Barbara se lembra do espanto do pai de um namorado por um casamento em que eles estavam trabalhando, descobrindo que eram lésbicas: “Ele perguntou por que não gostamos do homem. Como se fosse uma questão de ódio. Era muito vergonhoso”.
Mesmo com os desafios, eles criaram dois negócios juntos e ainda resistem. “Nosso espaço em gastronomia é feito de respeito, delicadeza e força”, acrescenta Monica.

Raquel Amaral: da lancheira à resistência
AUTO -ADA, Raquel Amaral começou a vender almofadas e agora atua como um chef pessoal. Sua carreira é marcada por confrontos difíceis. No início de sua carreira, como subchef, ele passou por uma equipe hostil masculina que não a respeitava, escondeu informações e ignorou sua liderança. Um dos chefs até a ameaçou com uma faca.
“Ele era apenas um homem na cozinha. Um dia, um deles se recusou a seguir minhas ordens e me ameaçou com uma faca na minha mão. E, no entanto, os proprietários dos restaurantes queriam suavizar. Eu saí. Não aceitei que eles me tratassem dessa maneira”.
Para ela, o machismo permanece forte, especialmente entre os “grupos” da gastronomia brasileira: “Você sempre vê os mesmos nomes, quase todos os homens. As mulheres são poucas e lésbicas ainda menos”.

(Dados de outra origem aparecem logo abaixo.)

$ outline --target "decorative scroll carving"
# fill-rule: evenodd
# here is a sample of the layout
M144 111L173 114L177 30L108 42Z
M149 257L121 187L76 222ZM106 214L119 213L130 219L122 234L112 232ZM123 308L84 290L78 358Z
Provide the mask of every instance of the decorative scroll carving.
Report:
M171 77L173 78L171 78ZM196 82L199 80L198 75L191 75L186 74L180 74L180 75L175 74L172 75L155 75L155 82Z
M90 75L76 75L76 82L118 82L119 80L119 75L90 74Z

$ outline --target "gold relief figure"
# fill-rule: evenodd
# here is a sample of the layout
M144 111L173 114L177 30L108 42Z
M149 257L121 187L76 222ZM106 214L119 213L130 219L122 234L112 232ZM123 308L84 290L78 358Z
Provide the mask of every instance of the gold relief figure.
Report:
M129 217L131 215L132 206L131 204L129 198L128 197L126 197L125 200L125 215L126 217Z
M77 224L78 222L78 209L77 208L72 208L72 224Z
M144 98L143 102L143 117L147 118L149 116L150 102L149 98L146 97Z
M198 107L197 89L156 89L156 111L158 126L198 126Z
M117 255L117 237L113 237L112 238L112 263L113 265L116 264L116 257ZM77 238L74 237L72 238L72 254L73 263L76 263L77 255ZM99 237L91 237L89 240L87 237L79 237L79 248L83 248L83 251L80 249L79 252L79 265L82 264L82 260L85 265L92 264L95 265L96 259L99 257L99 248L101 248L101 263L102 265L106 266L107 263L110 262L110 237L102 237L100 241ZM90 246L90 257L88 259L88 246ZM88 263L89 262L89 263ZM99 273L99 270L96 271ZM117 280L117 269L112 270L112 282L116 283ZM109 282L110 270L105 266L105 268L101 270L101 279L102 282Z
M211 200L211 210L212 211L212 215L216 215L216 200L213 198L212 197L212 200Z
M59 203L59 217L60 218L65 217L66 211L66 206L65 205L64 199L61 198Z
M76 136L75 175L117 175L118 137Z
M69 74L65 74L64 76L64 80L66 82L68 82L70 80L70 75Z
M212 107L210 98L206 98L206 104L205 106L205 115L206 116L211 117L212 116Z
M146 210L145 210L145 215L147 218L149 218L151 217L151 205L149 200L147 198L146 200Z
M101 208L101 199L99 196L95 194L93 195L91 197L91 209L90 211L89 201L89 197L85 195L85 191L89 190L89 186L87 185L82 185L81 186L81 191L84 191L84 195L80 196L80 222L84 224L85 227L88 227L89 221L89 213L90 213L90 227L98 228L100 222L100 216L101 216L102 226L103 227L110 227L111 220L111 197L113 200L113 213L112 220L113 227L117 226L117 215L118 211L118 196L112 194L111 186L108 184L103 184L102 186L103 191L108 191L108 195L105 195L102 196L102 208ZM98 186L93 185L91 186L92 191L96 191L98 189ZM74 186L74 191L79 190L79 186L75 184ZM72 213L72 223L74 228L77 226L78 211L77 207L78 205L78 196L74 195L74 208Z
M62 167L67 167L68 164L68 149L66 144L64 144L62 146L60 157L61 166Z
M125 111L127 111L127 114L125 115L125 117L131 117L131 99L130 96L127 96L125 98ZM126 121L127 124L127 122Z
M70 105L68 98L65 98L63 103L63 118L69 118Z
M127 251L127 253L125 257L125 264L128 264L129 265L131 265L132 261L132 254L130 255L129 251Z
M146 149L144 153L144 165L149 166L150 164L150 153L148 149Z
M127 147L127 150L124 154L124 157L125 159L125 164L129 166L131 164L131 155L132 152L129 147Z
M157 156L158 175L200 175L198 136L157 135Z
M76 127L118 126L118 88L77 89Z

Ray Neto: entre o uniforme e o fogão
Chef e militar, Ray Neto vive uma dualidade incomum: enquanto nas forças armadas ele sente mais preconceito, no restaurante que encontra bem -vindo.
“Na cozinha, o tempero fala mais forte que os preconceitos. Acho que o público da Brasília olha para a comida, não a orientação sexual. Mas, é claro, o preconceito ainda existe. A gastronomia me fortalece”, diz ele.
Mesmo assim, Ray sabe que a aceitação total continua sendo uma utopia: “O preconceito hoje é mais velado. Mas ainda está lá, escondido nos cantos. Precisamos continuar trabalhando bem e orgulhosos de nossa identidade”.

Gilberto Masi: cozinha como um espaço político
O chef Gilberto Masi chegou de São Paulo a Brasília em 2009. Hoje, o chef do paradeiro, uma biblioteca de casos na ala norte, vê avanços na inclusão, mas sem romantizar: “Tem mais abertura, mas o machismo ainda está lá. Comentários, desconfiança …”.
Sua estratégia é a concorrência: “Eu sempre impor o trabalho. Não tento agradar quem tem preconceitos. Faço meu trabalho bem feito e pronto. E se eles gostam de paciência ou não”.
Além disso, ele usa sua posição para abrir portas: “Sempre que posso, dou uma chance de quem é o LGBT. Porque eu sei que é difícil perfurar essa bolha. Precisamos conseguir o nosso”.